For five days I have sat and watched the constant footage of Christchurch. From ten minutes after the quake I’ve seen pictures that have etched themselves into my body.
Each day we are bombarded by images that no sane person wants to watch. Images of human lives destroyed by an action either by humans, or as in Christchurch – nature.
I’ve turned the images off at times, too sickened to see anymore.
Watching Christchurch is different. Is it because it is in the land I’ve adopted as my home? Because these people are part of me as they are to other New Zealanders. It certainly has something to do with that.
Is that why my tears are often close to the surface? In part.
What draws me to watch those images is more complex and yet so simple.
It’s the heart of New Zealand. The reason I never left this country to go back to Australia when my marriage fell apart or I broke my back.
It’s the heart of the people. Never more visible.
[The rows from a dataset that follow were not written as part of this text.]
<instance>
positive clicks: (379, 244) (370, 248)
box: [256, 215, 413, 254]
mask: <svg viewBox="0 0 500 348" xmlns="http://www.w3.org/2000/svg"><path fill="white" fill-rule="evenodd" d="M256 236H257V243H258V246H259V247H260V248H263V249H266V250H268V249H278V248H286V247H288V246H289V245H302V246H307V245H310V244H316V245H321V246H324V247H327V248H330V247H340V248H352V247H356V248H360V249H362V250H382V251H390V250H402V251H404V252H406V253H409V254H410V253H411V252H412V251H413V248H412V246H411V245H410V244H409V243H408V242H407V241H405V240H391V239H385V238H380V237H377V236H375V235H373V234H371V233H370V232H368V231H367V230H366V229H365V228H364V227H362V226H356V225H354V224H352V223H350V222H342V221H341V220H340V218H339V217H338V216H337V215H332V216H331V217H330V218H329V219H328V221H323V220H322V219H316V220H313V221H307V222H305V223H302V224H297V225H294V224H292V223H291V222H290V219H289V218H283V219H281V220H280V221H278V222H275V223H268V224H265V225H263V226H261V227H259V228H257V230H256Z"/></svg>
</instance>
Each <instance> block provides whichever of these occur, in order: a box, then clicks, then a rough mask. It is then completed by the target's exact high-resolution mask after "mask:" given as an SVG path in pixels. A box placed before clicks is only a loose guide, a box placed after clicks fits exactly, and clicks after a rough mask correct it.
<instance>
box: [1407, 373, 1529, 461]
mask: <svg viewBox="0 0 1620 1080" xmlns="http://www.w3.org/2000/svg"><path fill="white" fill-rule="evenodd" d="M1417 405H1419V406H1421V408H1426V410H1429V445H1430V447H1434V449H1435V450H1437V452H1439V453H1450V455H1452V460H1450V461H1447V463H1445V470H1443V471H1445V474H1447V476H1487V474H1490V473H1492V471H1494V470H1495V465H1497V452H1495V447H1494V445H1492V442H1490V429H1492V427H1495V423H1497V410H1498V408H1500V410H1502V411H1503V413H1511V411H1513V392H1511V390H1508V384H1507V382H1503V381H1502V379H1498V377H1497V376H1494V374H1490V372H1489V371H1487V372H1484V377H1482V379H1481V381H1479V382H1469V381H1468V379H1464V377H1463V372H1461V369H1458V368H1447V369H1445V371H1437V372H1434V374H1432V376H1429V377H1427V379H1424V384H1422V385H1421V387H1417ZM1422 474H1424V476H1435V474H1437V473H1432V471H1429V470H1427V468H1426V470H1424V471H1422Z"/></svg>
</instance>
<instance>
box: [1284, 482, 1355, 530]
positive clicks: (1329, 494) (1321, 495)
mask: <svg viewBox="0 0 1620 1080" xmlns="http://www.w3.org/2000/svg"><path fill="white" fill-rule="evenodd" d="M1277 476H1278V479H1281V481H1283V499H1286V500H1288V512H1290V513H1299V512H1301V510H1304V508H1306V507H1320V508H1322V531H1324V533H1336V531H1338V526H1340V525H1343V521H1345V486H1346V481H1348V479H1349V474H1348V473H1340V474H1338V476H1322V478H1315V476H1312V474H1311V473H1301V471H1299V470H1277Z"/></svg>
Terrified they may be after two earthquakes have taken their homes, businesses, and now some of their lives. They are wounded, if not in body, certainly in spirit.
But they are Kiwi’s. Until you live here, in this land that has a spirit that runs deeper than any tragedy to can throw at it, you cannot know, really know what that means.
It’s why they stayed, digging people out not knowing where their own families were, because they could help where they were.
It’s the couple in the camper van on holiday that are still there feeding breakfast to anyone they can, and the students who won’t leave to go home because they can help clean up streets, and people’s homes and yards.
It’s the rescue workers who crawled into dangerous situations to be there for those still trapped and frightened.
It’s the person in Auckland offering their home to anyone who wants to leave the area.
It’s the volunteer that leaves her torn open house to the weather so she can help deliver food and comfort to the elderly and disabled in Christchurch.
It’s the five-year-old who handed over his piggy bank to donate to the Christchurch appeal.
I felt it when I needed it.
They keep it out of sight in their daily lives. That’s the Kiwi way – they don’t wear their heart publicly. Until it’s needed.
But when it’s needed, they hand it over without thinking. They don’t need to think. It is an automatic response, like breathing.
And they do it quietly. They get uncomfortable around recognition or accolades for what they do. Usually they slip quickly away before you can express your gratitude.
I don’t think they enjoy it, your need to show appreciation. They just did what you do when necessary, so they’d rather you let it go.
They are like the number eight wire that is synonymous with the Kiwi ingenuity. Strong, simple.
If you look out over a paddock in New Zealand sometime, you’ll probably find it difficult to see. Almost invisible, but there, protecting everything it surrounds.